Parmi les spectacles les plus attendus figure Denali, une création de Nicolas Le Bricquir inspirée d’un fait divers. Conçu comme une mini-série policière, le spectacle retrace l’enquête autour de la mort de Cynthia, 19 ans, retrouvée dans une rivière en Alaska en 2019. Ses amis, Denali et Kayden, sont les derniers à l’avoir vue vivante.

À travers le travail des enquêteurs Jessica Hais et Lenny Torres, l’histoire met en lumière la fragilité d’une jeunesse en quête de repères, happée par le regard des réseaux sociaux.

Denali explore une peur profondément contemporaine : celle d’un monde où la frontière entre réalité et mise en scène s’efface, et où l’existence semble n’avoir de valeur qu’à travers l’image.

Portée par une mise en scène soutenue par des jeux de lumière précis et des projections visuelles, la scène se transforme en décor mouvant, amplifié par des ambiances sonores créées en direct.

Un polar intense, nommé quatre fois aux Molières 2024, qui mêle immersion, tension dramatique et réflexion.

Le frisson accessible à tous

Et rassurez-vous : le festival de l’Horreur ne s’adresse pas uniquement aux amateurs de sensations fortes. Certaines propositions sont également pensées pour le jeune public, afin d’apprivoiser la peur avec douceur, humour et imagination.

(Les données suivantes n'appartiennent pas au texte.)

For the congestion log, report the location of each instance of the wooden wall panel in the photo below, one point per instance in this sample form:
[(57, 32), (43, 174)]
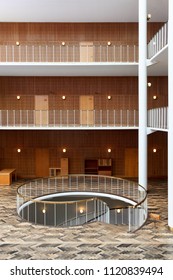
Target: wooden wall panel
[(159, 87), (80, 145), (28, 32), (72, 88)]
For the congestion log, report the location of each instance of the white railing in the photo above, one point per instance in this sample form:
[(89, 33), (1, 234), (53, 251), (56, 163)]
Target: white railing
[(159, 41), (69, 52), (68, 118), (158, 118), (34, 201)]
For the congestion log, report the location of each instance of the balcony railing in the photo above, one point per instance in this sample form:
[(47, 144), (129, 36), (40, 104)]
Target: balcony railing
[(68, 52), (68, 118), (34, 201), (159, 41), (158, 118)]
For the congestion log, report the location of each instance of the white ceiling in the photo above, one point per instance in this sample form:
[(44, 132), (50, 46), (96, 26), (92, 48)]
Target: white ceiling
[(79, 10)]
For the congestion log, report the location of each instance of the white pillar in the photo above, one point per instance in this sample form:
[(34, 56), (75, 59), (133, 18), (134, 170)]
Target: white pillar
[(142, 95), (170, 115)]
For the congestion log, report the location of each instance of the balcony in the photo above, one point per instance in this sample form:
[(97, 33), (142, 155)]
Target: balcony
[(68, 59), (158, 119), (67, 119)]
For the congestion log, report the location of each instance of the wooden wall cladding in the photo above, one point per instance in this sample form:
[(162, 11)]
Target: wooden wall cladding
[(41, 32), (123, 91), (159, 88), (80, 145)]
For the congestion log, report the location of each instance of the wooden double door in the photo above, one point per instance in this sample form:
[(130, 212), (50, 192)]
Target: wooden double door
[(86, 105), (41, 110)]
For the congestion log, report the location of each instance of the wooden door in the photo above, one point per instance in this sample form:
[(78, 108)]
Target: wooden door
[(42, 162), (86, 51), (41, 110), (86, 109), (64, 166), (131, 162)]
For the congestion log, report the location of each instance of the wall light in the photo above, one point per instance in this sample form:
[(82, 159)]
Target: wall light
[(148, 17)]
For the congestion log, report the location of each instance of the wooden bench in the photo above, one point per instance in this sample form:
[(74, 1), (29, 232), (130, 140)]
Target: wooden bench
[(6, 176)]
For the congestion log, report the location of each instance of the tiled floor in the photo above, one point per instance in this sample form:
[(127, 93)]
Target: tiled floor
[(22, 240)]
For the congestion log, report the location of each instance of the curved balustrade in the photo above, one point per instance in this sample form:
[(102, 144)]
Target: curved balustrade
[(68, 52), (68, 118), (33, 200), (158, 118)]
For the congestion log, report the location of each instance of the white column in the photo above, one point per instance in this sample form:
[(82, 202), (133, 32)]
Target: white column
[(170, 115), (142, 95)]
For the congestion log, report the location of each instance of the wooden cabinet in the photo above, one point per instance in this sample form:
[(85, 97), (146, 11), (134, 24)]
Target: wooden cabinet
[(59, 171), (98, 166)]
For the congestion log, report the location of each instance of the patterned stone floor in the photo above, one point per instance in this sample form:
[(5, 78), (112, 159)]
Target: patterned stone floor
[(95, 241)]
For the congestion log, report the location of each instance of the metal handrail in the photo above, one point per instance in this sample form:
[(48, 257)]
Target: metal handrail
[(159, 41), (67, 52), (33, 193), (68, 118)]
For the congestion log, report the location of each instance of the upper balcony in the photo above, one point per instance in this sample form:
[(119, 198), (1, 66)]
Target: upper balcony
[(158, 53), (68, 59)]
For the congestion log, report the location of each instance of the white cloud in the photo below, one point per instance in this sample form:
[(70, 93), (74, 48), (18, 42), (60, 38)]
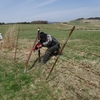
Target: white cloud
[(46, 2)]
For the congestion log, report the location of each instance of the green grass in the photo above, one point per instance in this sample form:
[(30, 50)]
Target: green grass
[(82, 45)]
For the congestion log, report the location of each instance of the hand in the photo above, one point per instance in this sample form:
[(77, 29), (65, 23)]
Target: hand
[(37, 46)]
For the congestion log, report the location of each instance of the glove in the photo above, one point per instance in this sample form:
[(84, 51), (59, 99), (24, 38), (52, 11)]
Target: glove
[(38, 46)]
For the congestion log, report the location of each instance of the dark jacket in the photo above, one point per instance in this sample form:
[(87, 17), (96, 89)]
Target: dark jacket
[(47, 40)]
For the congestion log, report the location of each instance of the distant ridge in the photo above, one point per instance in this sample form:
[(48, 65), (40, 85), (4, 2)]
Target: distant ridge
[(91, 18)]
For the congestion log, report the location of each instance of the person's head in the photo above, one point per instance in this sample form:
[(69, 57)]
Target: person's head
[(43, 36)]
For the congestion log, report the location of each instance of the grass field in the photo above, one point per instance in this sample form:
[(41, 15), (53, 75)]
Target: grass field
[(76, 75)]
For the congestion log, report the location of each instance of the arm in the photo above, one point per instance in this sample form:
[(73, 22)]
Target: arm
[(49, 40)]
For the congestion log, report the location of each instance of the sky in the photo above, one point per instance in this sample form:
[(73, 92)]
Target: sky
[(48, 10)]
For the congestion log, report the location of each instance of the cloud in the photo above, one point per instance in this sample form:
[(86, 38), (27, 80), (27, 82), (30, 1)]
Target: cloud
[(46, 2)]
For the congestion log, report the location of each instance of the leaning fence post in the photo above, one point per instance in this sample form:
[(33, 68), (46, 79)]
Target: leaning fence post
[(16, 45)]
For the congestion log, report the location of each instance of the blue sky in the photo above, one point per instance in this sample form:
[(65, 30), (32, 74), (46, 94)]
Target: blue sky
[(50, 10)]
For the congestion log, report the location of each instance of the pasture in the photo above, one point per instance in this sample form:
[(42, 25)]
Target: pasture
[(76, 75)]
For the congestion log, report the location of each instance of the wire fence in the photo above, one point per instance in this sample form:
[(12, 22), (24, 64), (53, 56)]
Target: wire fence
[(71, 70)]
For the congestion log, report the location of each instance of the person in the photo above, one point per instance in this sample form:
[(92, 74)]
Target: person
[(0, 36), (53, 46)]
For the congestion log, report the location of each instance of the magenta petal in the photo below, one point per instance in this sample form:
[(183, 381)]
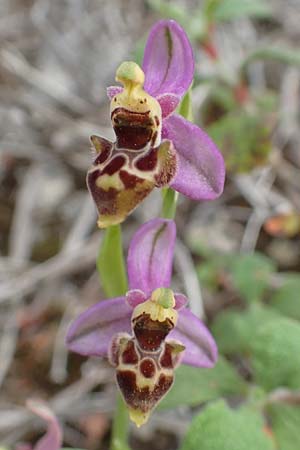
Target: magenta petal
[(92, 331), (52, 440), (168, 103), (168, 60), (150, 255), (201, 169), (135, 297), (200, 347), (111, 91)]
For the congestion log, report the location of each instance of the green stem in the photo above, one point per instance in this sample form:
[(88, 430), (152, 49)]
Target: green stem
[(169, 203), (112, 273), (110, 263), (119, 436)]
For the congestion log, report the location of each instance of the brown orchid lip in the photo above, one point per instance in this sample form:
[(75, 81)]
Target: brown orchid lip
[(133, 130)]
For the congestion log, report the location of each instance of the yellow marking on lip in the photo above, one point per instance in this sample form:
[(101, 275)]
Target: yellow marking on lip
[(106, 182), (160, 306)]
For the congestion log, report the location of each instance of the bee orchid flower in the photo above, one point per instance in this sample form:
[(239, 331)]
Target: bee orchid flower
[(154, 146), (146, 333)]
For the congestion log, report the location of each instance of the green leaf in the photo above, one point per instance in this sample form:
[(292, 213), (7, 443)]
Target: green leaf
[(251, 275), (240, 154), (225, 10), (194, 386), (286, 299), (218, 427), (285, 423), (234, 329), (276, 355), (110, 263)]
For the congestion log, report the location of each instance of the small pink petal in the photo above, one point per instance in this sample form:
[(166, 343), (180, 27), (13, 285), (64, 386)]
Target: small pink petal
[(200, 347), (91, 332), (111, 91), (201, 169), (135, 297), (180, 300), (168, 103), (168, 60)]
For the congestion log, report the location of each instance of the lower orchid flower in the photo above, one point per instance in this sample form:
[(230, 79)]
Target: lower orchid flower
[(149, 331), (154, 146)]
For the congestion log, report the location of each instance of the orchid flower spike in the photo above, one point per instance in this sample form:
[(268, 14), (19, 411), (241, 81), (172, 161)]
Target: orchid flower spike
[(149, 331), (154, 146)]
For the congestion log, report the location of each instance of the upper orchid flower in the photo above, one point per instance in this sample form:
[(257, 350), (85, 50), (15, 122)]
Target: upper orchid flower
[(146, 333), (154, 146)]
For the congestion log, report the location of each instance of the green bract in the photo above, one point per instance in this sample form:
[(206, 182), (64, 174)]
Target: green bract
[(220, 428)]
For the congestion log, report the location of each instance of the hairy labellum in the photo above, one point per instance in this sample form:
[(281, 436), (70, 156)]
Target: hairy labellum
[(126, 171), (121, 178), (145, 362)]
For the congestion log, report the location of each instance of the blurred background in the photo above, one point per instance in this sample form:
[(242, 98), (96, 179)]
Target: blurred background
[(237, 258)]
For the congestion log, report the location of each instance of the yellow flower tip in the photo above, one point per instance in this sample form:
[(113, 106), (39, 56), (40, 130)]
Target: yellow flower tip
[(130, 73), (163, 297), (160, 307), (138, 417)]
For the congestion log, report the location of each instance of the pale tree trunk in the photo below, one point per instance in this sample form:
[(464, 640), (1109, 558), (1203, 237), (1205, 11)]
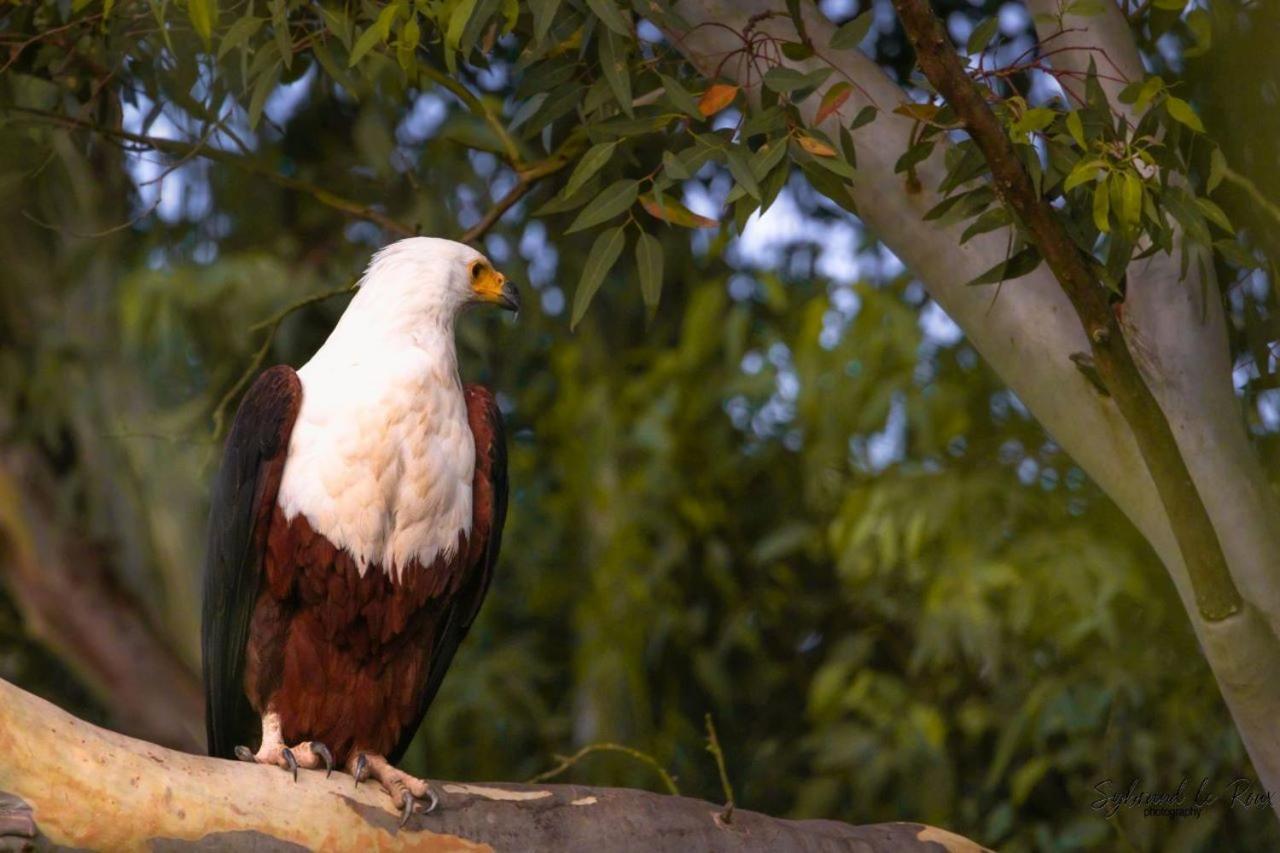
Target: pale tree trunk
[(71, 602), (1029, 331), (68, 784)]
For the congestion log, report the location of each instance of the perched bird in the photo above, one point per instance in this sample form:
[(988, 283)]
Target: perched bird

C’est le cas de La Bibliothèque ensorcelée (8 novembre), un spectacle destiné aux enfants de 3 à 6 ans. Dans cet univers fantastique, les livres prennent vie et murmurent des histoires peuplées de sorcières espiègles, de fantômes malicieux et de créatures mystérieuses. Un moment suspendu entre rires et frissons légers, qui montre que la peur peut aussi se faire ludique et poétique.

Le même week-end, Polar Grenadine (8 et 9 novembre) proposera une expérience plus décalée. Deux comédiens y incarnent une galerie de personnages à l’aide de perruques, chapeaux et accessoires. Grâce à un dispositif de rétroprojection vidéo, l’espace scénique se transforme en décor en perpétuel mouvement.